The project is being carried out by the CDPO and 13 organisations. It is supported by the German Society for International Cooperation to collect data on mental and physical abilities.
A total of 4,304 disabled people were interviewed in the capital and in Kampong Cham, Kampong Speu, Tbong Khmum, Kampot, Kratie, Battambang and Pailin provinces, a CDPO press release said.
Speaking at a workshop on Wednesday, CDPO executive director Ngin Saorath said the data collected would be used as a tool to seek support from local authorities, relevant ministries, institutions and stakeholders to help resolve issues that disabled people continued to face.
These challenges include poverty, lack of access to services and education.
He said the data would be compiled into an online database to help pinpoint the location of disabled people on maps via GPS.
The goal is to prioritise needs for disabled people who can then receive proper services and help officials intervene to assist them in the event of a disaster.
“We found that of the more than 4,000 disabled people interviewed, over 60 per cent are living under the poverty line, they must travel 50 per cent further to receive basic services and more than 60 per cent of disabled children are unable to attend school,” Saorath said.
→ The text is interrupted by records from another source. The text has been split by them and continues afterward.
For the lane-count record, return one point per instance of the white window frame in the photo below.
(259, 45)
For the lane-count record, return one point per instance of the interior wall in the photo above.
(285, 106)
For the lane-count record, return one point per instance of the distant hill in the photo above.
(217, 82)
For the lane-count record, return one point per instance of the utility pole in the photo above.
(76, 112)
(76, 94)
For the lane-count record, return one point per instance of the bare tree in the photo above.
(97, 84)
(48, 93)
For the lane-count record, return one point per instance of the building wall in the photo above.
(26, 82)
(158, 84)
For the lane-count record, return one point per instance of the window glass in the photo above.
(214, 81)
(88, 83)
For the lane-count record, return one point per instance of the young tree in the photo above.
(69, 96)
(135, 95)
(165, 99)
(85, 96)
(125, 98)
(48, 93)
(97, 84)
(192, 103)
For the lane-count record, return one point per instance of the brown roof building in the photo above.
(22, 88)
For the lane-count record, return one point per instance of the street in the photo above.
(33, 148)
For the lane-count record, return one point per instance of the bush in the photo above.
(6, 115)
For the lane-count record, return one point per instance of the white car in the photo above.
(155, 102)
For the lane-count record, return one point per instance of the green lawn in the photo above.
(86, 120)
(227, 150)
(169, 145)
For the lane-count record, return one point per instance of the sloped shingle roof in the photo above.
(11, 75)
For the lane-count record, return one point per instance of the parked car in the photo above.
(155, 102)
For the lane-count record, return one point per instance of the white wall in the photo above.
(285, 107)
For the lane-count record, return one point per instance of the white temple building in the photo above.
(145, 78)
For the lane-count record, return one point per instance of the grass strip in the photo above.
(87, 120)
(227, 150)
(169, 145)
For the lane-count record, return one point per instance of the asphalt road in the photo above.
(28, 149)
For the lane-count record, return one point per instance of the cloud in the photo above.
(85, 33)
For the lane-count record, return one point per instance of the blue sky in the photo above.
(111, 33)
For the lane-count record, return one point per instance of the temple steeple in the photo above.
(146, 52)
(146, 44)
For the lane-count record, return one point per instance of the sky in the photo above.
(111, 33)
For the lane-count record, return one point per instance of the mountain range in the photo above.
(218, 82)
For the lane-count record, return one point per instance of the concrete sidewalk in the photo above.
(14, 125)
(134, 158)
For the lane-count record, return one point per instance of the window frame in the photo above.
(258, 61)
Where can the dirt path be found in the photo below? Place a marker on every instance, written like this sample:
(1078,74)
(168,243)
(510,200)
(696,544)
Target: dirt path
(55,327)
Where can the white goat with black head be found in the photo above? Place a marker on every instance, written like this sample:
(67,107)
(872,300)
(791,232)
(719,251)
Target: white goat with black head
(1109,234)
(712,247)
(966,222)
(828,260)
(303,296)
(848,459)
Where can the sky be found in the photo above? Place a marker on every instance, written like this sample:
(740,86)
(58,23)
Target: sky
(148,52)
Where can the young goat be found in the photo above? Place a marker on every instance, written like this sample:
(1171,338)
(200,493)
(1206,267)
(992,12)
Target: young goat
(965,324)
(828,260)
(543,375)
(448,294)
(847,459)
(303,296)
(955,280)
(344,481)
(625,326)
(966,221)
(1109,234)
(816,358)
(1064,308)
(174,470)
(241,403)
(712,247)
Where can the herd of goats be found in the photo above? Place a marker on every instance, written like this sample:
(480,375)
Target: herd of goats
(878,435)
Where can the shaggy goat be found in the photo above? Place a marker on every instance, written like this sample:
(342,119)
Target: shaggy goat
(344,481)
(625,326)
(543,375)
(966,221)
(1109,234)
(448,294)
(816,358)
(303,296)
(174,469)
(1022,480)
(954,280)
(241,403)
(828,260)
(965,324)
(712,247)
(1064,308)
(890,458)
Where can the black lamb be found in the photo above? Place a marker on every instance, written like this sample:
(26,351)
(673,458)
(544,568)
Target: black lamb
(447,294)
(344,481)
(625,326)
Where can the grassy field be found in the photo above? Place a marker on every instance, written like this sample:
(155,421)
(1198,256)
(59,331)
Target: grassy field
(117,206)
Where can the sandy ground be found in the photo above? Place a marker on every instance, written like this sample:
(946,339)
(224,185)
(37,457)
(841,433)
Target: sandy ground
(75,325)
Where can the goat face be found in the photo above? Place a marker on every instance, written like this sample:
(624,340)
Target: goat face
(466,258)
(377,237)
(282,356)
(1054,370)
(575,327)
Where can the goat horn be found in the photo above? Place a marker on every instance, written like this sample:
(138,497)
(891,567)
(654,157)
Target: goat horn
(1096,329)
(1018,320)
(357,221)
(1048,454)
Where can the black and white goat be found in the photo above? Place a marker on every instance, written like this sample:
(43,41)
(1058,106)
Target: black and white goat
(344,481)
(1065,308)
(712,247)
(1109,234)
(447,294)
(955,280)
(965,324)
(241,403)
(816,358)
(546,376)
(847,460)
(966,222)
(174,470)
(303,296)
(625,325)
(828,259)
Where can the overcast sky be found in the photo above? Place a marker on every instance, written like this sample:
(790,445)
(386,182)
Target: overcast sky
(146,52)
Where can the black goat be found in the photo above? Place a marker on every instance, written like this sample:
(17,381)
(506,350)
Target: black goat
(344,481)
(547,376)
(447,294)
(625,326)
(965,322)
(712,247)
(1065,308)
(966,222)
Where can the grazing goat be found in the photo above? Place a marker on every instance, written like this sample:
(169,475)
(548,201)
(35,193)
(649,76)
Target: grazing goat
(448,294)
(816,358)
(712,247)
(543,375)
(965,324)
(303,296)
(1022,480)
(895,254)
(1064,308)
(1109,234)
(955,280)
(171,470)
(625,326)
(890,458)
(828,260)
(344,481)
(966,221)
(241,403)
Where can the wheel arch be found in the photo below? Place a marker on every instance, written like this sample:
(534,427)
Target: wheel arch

Ministry of Social Affairs, Veterans and Youth Rehabilitation secretary of state Sem Sokha said the data that had already been collected had helped it understand the challenges faced by disabled people.
She said the information would also be distributed to lower levels of the government so that it is properly disseminated and utilised.
According to the Demography and Health Survey in Cambodia 2014, 10 per cent of the Cambodian population face “a disturbance to their daily life or activities”, making them disabled.
However, Sokha said the Kingdom has around 310,000 disabled people.
She said the government had already approved policies to benefit more than 10,000 impoverished and disabled people throughout the country which would allow them to be gainfully employed.
“When we amend the Law on the Promotion of Disabled Persons in an upcoming sub-decree, we will solicit input and discuss further schemes for disabled persons,” Sokha said.
Mean Vibol Ratanak, 29, a disabled person, told The Post on Wednesday that the lack of education and social support in the country means they faced poverty among other challenges.
He expected the data to be used to inform relevant parties clearly regarding the geographic location and living standards of disabled people.
“I would like the government and relevant partners to enforce laws and policies related to disabled people. This will help ensure our full participation in society and help us receive basic services and education,” said Ratanak.